I joined the Open University as a Lecturer in Popular Music in 2020. Prior to this, I held a position in the University of Lincoln's School of Film and Media, where I taught on Sound and Music Production and Media Studies degree programmes. I gained my PhD in 2014 from Newcastle University's International Centre for Music Studies. I also hold a BA (Hons) in Music/Popular Music and an MA in Musicology from the University of Liverpool.
My research concerns the gendered, affective and sociopolitical dimensions of music, sonic media and auditory culture. My monograph Beyond Unwanted Sound: Noise, Affect and Aesthetic Moralism was published by Bloomsbury in 2017 and I am the co-editor of Sound, Music, Affect: Theorizing Sonic Experience (Bloomsbury, 2013). Other recent publications have appeared in Contemporary Music Review, Textual Practice and Parallax.
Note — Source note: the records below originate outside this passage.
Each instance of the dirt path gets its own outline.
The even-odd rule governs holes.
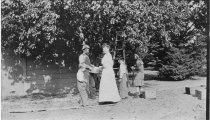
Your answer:
[[[9,113],[9,103],[4,103],[2,120],[204,120],[205,100],[184,94],[185,86],[206,84],[205,78],[196,79],[179,82],[146,81],[145,89],[156,90],[157,99],[128,98],[114,105],[97,105],[95,100],[96,105],[91,108],[68,108],[73,103],[64,100],[67,98],[62,98],[60,101],[51,100],[51,106],[57,104],[58,109]],[[74,98],[77,100],[77,97]],[[40,106],[42,102],[37,102],[35,106]],[[22,105],[24,106],[24,102]]]

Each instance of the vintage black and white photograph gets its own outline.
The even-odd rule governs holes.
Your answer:
[[[1,0],[2,120],[207,120],[207,0]]]

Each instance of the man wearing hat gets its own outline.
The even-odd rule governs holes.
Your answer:
[[[93,69],[93,65],[90,63],[90,59],[88,57],[90,47],[88,45],[83,45],[82,50],[83,53],[79,56],[79,70],[77,73],[77,87],[80,92],[80,97],[82,100],[83,106],[90,105],[88,101],[88,93],[89,90],[89,79],[90,79],[90,71]]]

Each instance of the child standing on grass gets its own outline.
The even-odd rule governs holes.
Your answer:
[[[127,86],[127,66],[124,62],[124,60],[121,58],[118,60],[118,62],[120,63],[120,69],[119,69],[119,92],[120,92],[120,97],[122,99],[126,99],[128,98],[128,86]]]

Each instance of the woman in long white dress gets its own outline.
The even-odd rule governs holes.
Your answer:
[[[99,87],[99,103],[103,102],[118,102],[121,100],[117,88],[115,73],[113,70],[112,55],[109,52],[110,46],[103,45],[103,52],[105,53],[102,58],[102,76]]]

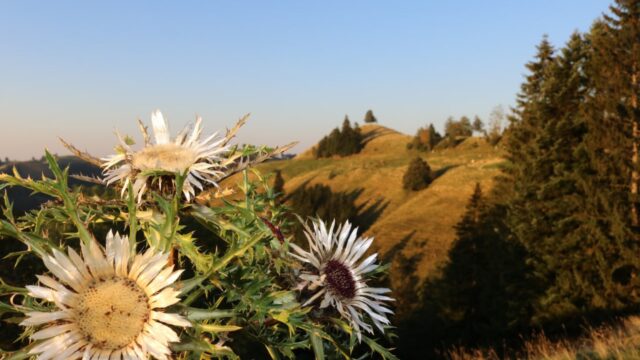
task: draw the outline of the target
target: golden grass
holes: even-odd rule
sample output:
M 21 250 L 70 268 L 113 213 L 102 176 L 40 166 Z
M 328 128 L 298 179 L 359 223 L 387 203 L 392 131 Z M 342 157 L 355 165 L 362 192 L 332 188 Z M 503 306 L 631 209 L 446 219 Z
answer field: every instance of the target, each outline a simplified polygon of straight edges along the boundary
M 492 350 L 452 349 L 452 360 L 497 360 Z M 640 317 L 631 316 L 615 325 L 592 328 L 576 340 L 551 341 L 540 334 L 525 343 L 522 353 L 513 359 L 577 360 L 577 359 L 640 359 Z
M 454 149 L 418 153 L 406 149 L 411 136 L 379 125 L 364 125 L 369 137 L 361 153 L 344 158 L 314 159 L 311 150 L 287 161 L 258 168 L 263 173 L 282 170 L 285 191 L 303 185 L 325 184 L 336 192 L 360 190 L 357 205 L 376 201 L 386 207 L 366 235 L 375 236 L 374 247 L 382 254 L 401 241 L 407 253 L 420 252 L 418 273 L 424 278 L 447 258 L 455 238 L 453 226 L 462 216 L 476 182 L 488 192 L 499 174 L 501 153 L 483 139 L 470 138 Z M 422 191 L 402 189 L 402 176 L 416 155 L 427 160 L 439 174 Z M 237 181 L 237 178 L 236 178 Z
I am the Primary Investigator of the AHRC-funded project Tinnitus, Auditory Knowledge and the Arts, which explores how the arts might help to enrich understandings of tinnitus and the diverse ways it affects listeners. I am also the co-founder (with Annie Goh) of Sonic Cyberfeminisms, an ongoing project that critically and creatively interrogates the relationship between gender, sound, technology and feminist practice.
My research has been presented internationally in public and academic forums, including on BBC Radio 4's Thinking Allowed; at music festivals including CTM (Berlin), MUTEK (Montreal), DICE (Berlin) and Noiseexistance (Hamburg); at cultural institutions including the British Library, Tate Liverpool and the ICA; and as keynote presentations for the Punk Scholars Network, The Future Sound of Pop Music conference and for Capacious: Affect Inquiry/Making Space conference. I will be delivering the keynote Peter le Huray lecture at the Royal Musical Association’s 2020 Annual Conference.